Paul Williamsen: Lexus is music to his ears | Inquirer Business

Paul Williamsen: Lexus is music to his ears

/ 08:43 PM July 30, 2013

WILLIAMSEN paid his way through high school and college working as a bicycle mechanic.

During the Lexus IS 350 launch at the Lexus Manila showroom at the Bonifacio Global City recently, Inquirer Motoring bumped into Paul Williamsen, global manager of Lexus Training, Lexus Product Marketing and Planning Division, Lexus International.

A 45-minute interview with the person known as the “face of Lexus College” then ensued.


Three quarters of an hour would seem awfully short to get to know someone like Williamsen, who started his career in the auto industry with Toyota 25 years ago, and now globetrots for the Lexus brand.

Three quarters of an hour wouldn’t seem to give justice to the life and career of someone who has been to both ends of the academic spectrum. Curiously, Williamsen earned his bachelor of science  in Music Education at the University of Minnesota, and his MA in Business Administration at Pepperdine University. That begs the question: How did he end up with a car company?


Williamsen paid his way through high school and college working as a bicycle mechanic. He bought his first race car when he was 15, before he even had a driver’s license. He still has that car today, and he still races it.

He taught himself automotive technology. It was, perhaps, his nature to learn things by himself. It was also part of his nurturing environment. His father was a nuclear engineer, while his older brother has a doctorate in physics, and the younger brother an architect.

“You know our dinner table conversations would get pretty deep when I was a kid,” he said with a laugh.

WILLIAMSEN is joined by Lexus Manila Inc. and Toyota Motor Philippines Corp. bigwigs led by Alfred Ty, Michinobu Sugata and Danny Isla at the launch of the IS 350.

At a young age

“My father enjoyed working on his cars because he was also a mechanical engineer. So when I was a kid I learned how to replace a clutch on a Volkswagen when we owned a Volkswagen. I was probably 10 or 11 [years old] the first time I replaced a Volkswagen clutch,” Williamsen said.

Williamsen recalled that later on, his father bought imported Japanese cars. He eventually learned how to work on those cars, too.

“So, for me it was just natural that when I got my own car at 15 I’d work on it, and I never paid anybody to work on my car,” he said.


Williamsen credited his family with the type of inquisitiveness that would “make us converse and think about it, visualize it in our heads what we’re going to do based on what we see.”

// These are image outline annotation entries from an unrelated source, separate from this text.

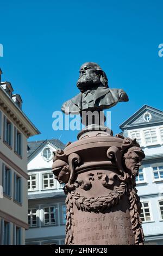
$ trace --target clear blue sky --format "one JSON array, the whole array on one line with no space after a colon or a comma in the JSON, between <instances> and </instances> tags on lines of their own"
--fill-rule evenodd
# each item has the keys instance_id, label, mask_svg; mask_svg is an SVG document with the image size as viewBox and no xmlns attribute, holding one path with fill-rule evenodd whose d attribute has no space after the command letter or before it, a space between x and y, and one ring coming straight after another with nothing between
<instances>
[{"instance_id":1,"label":"clear blue sky","mask_svg":"<svg viewBox=\"0 0 163 256\"><path fill-rule=\"evenodd\" d=\"M162 1L0 0L0 7L2 80L41 132L30 141L76 139L77 131L53 131L52 116L78 93L79 69L87 61L129 96L111 109L114 134L145 104L163 111Z\"/></svg>"}]
</instances>

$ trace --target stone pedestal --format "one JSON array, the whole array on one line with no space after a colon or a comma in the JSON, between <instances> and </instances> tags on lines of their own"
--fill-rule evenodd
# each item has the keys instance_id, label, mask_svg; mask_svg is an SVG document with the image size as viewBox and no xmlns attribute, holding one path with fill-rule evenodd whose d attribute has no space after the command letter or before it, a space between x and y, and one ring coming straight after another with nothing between
<instances>
[{"instance_id":1,"label":"stone pedestal","mask_svg":"<svg viewBox=\"0 0 163 256\"><path fill-rule=\"evenodd\" d=\"M140 156L135 141L99 131L57 151L53 171L67 195L66 245L143 244L135 188Z\"/></svg>"}]
</instances>

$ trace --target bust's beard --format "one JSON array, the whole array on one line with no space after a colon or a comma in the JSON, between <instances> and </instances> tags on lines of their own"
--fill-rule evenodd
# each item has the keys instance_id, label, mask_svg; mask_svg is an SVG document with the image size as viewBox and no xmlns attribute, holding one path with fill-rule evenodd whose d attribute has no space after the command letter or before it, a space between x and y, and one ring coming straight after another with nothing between
<instances>
[{"instance_id":1,"label":"bust's beard","mask_svg":"<svg viewBox=\"0 0 163 256\"><path fill-rule=\"evenodd\" d=\"M82 92L93 87L97 87L100 84L100 78L98 76L83 75L79 78L77 85Z\"/></svg>"}]
</instances>

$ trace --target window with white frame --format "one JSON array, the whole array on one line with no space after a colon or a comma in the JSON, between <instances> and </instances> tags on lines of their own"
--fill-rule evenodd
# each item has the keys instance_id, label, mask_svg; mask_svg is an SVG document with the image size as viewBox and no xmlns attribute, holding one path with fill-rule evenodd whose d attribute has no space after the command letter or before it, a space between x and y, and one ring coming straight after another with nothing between
<instances>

Gifted with an excellent set of communication skills, Williamsen knew how to express these ideas. “I’m grateful that I have been able to put that all together and develop the ability to communicate all about it.”

Williamsen’s academic background in music may have helped him understand the hum of engines more than your neighborhood friendly mechanic.

“By the time I graduated from college, I already had seven years experience as a bike mechanic,” he quipped.

Williamsen narrated that one day, as he was job hunting, he told a friend: “Boy, what I’ll earn as a teacher for 9 months of the year would be the same as what I’d get as a bike mechanic in the summer.”

To which his friend replied, “Well, duh, why don’t you be a mechanic then?’”

Williamsen: “I didn’t go to school for five years to be a mechanic.”

Friend: “Yeah, but you’re good at it, right?

Two weeks after this conversation, Williamsen applied for a job at a shop that posted a want ad for a mechanic. He got hired. “I stayed in the shop for a couple of years, ending up becoming a regional service manager and eventually becoming the national training manager for that company,” Williamsen said.

A Datsun at 15

Williamsen’s first race car, the one he bought at the tender, roaring age of 15, was a Datsun 510.

“The Datsun 510 is legendary in sports car racing. I’ve always done all the work on my car, except the paint jobs. I’m not very good at (paint), but I build my own engines, the suspensions, all that. For me, transitioning from the bicycle business into automotive was very easy,” Williamsen explained.

When Williamsen went on to become an automotive mechanic, he ended up “writing a book on fuel injection along with some guys that I work with. And then that led to me signing on with Toyota Motors USA 25 years ago.”

In a way, Williamsen has found his own orchestra to conduct—an orchestra made up of thousands upon thousands of moving instruments. An orchestra that literally moves its audience.